File Server


A friend on mine venerable windows File Server of 23 years gave up the ghost the other day – power supply / motherboard communication issues. And as my friend said – it isnt really worth looking to fix it, not with component sof that age. So, knowing that i used raspberry Pi for my Web and Email server he asked me about using a raspberry Pi as a NAS.

Well I must admit, my experience of using the Pi as Web & Email servers is great. They are stable, reliable, easy to upgrade, not power hungry, and take up no room. So I though why not. Let’s investigate.
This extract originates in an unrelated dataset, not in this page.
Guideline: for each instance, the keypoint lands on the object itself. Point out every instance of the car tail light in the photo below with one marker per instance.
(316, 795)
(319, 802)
A quick search on the Pi sites came up with OpenMediaVault. This is a Debian based NAS available for x86-64 and ARM platforms, and, more importantly, there are detailed instructions on installing on a RaspberryPi here

So, I thought I would give it a go. I had a spare Pi4 and a 120Gbyte SSD lying around. What a perfect way to spend a Sunday afternoon.

And at this stage I wish to ackowledge and give credit to Patrick Fromget whose installation instructions here I followed and found to be extremely good.

Setting up Pi

Creating Image

The Raspberry documentation on installing OMV notes that OMV will nolonger install on an O/S with a GUI – so it’s terminal time, and that means removing the existing O/S on my Pi4 and replacing it iwth Lite.

These days though this is a piece of cake.

  • Install Raspberry Pi Imager on PC.
  • Stick SD card into a USB adapter and insert into USB port.
  • Fire off Raspberry Pi Imager – select Sd card and Pi OS LITE (64 bit) Pi Imager

Now more experienced Pi’ers would have said “Click on the settings button” I didn’t, but we will come back to that later.

This created the image. Insert into Pi, and fire it up.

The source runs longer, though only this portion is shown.